The most enjoyment came in choosing the wire, fiber, and beads to keep the opalescent color theme going throughout the piece.  Once I'd finished the strands, I considered whether I should still fill in the center of the pendant ring with the abstract beaded design I had planned for the earrings, but I thought it would just be too busy.  With the multiple strands of differing design in the necklace, the addition of more strands and beads within the open ring would have been overwhelming.  So, I decided to leave the simple, open circle as the focal point.

Here is the result of my "earring design gone wrong":

I was happy that my circumstances led to this design.  It was probably not something I would have thought of as a potential design or come up with using my usual process.  But it is lightweight, comfortable, and can be worn with many different colors because of the multiple subtle shades and reflective quality of the materials used.

I thought I would also add a photo of the finished necklace that I was working on when I wrote last week's blog.  There I included some photos of my work in progress, using Swarovski crystal pearls and Gioiello yarn.  Today I added the completed Almond Crystal Pearls Nestled in Crocheted Spiral of Gray, Taupe, Gold to my ArtFire shop.

Next weekend I'll be showing and selling my jewelry and accessories in my favorite venue -- The Artists' Market at Leon & Lulu in Clawson, MI. Lots of wonderful artists, beautiful handcrafted items, and proceeds benefit Cass Community Services, helping the homeless in Detroit. Hope to see you there!

Friday, August 10, 2012

"Sweet Greens and Blues are the Colors I Choose" ... for a Cool Summer Bracelet

With wedding jewelry finished (see my last several blog entries), this week I finally had time to try a couple of new designs that I've been carrying around at the back of my brain.  The first is a bracelet that features Czech pressed glass flowers in sky blue and leaves in emerald green.  These focal beads grace the center of individual beaded loops embellished with glass seed and bugle beads in shades of blue and green.  The base of the bracelet is crocheted using sea green multi-strand nylon cord and sapphire blue wire.

The bracelet is secured with a button and loop closure.

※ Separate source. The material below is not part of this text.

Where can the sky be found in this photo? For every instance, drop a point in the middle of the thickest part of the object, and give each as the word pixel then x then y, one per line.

The other design, which I've had in mind for months now, is most appropriate for the cooler months of autumn and winter.  It is a necklace that features Swarovski crystal pearls in almond surrounded by a crocheted spiral using fiber that picks up the almond color of the pearls and adds shades of deeper brown, gray, slate, and gold.  This yarn, Gioiello, by Filatura di Crosa, has a bit of mohair, giving a bit of halo effect to the spiral.

I haven't quite finished the necklace, but the photos below give a good idea of the design idea.

Friday, August 3, 2012


Today's post is short -- just a few little tidbits of information.  Life led me down some interesting trails this week.  Although I was able to complete all of the jewelry and accessories for my daughter, Betsy's, wedding, unfortunately I didn't have time for any other creative work this week.

I did make it to the Allen Park Street Fair today, although not as an artisan.  I volunteered to work in the Obama for America campaign booth and helped hand out information, bumper stickers, etc.

While at the Street Fair, I ran into a fiber artist that I met earlier this year at another show, Jennifer Xerri of Starlily Creations.  Didn't get to chat with her as much as I would have liked, but as always, I was amazed by the gorgeous crochet work I saw in her booth!

Starlily Creations' Gypsy Mandala Vest
I also wanted to mention that in addition to my ArtFire studio,  I've now opened a Gossamer Tangles store on Etsy.  I only have a few items listed so far; still learning how things work.

My plan is to use Etsy to list many of my handmade custom wedding accessory and jewelry items.  It is a part of my business that I am very interested in growing.  As I get the Etsy shop up and running, I'll post more information here.